The Big Rule of Writing Consistent Requirements
From our previous article, Writing Good Requirements – Big Ten Rules:
Pragmatic highlights that the requirement must be logically consistent with the other requirements in the document – no overlaps, no contradictions, no duplications. This is certainly the most important point of consistency.
There is also benefit to consistent writing in an MRD. We can use templates to provide a consistent framework, but more importantly the prose needs to be consistent. This consistency makes it easier on the readers.
Logical consistency within an MRD requires us to pay attention to what we’re writing. Applying the big rule of atomicity (one market requirement per written requirement) simplifies this quite a bit. The biggest source of duplication comes from writing requirements that involve involve two related ideas. The duplication is obvious when we find it, but with very large systems (and documents) it can be easy to overlook.
Avoiding contradictions can be harder. We might write mutually exclusive requirements, or requirements that are independently attainable, but that neither can be realistically attained if they are both implemented. For example, we could write a requirement that specifies near instantaneous search results, and we could write a requirement to include insanely large amounts of data (like the call logs for all customers of a telecom provider for all time). While this is possible, it might not be attainable for our team, who could easily implement a relatively innefficient search algorithm, or who could set up a very large data store.

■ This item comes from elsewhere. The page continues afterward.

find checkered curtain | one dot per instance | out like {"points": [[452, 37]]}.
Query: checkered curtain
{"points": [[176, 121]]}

Use of templates can provide a way to make individual requirements consumable. They also help with the learning curve of people who regularly read the MRD – they set expectations, and when followed, make scanning of the documents more efficient. The problem with templates is that not every requirement fits the same mold, and it can be cumbersome to squeeze the requirements into a stock format.
An MRD is one document in the flow of requirements from market needs to product. Often, an MRD is used to drive the creation of a PRD, and it captures a vision for the product and explanation of the relevant market research and how it applies to creating our product. Occasionally, only one of the MRD / PRD documents is created. Either a Software requirements specification (SRS) is created directly from the MRD, or the PRD is created in conjunction with other strategic documents (vision, roadmap, market research). Different companies use different approaches, and there isn’t a generic best answer.
Regardless of the mix of documents we use, the documents exist to support each other. Each document is a targeted expansion of the higher-level document. We need to make sure we write each document at the same level of detail, and each supporting requirement at a level of detail “one step” beyond the requirement it supports.
This approach allows readers to know where to find the big picture view, and where to find the devil in the details.
We have to make sure we don’t contradict ourselves logically. We need to manage the level of detail that we use consistently within and across documents. And templates can help us with using a consistent structure within a document.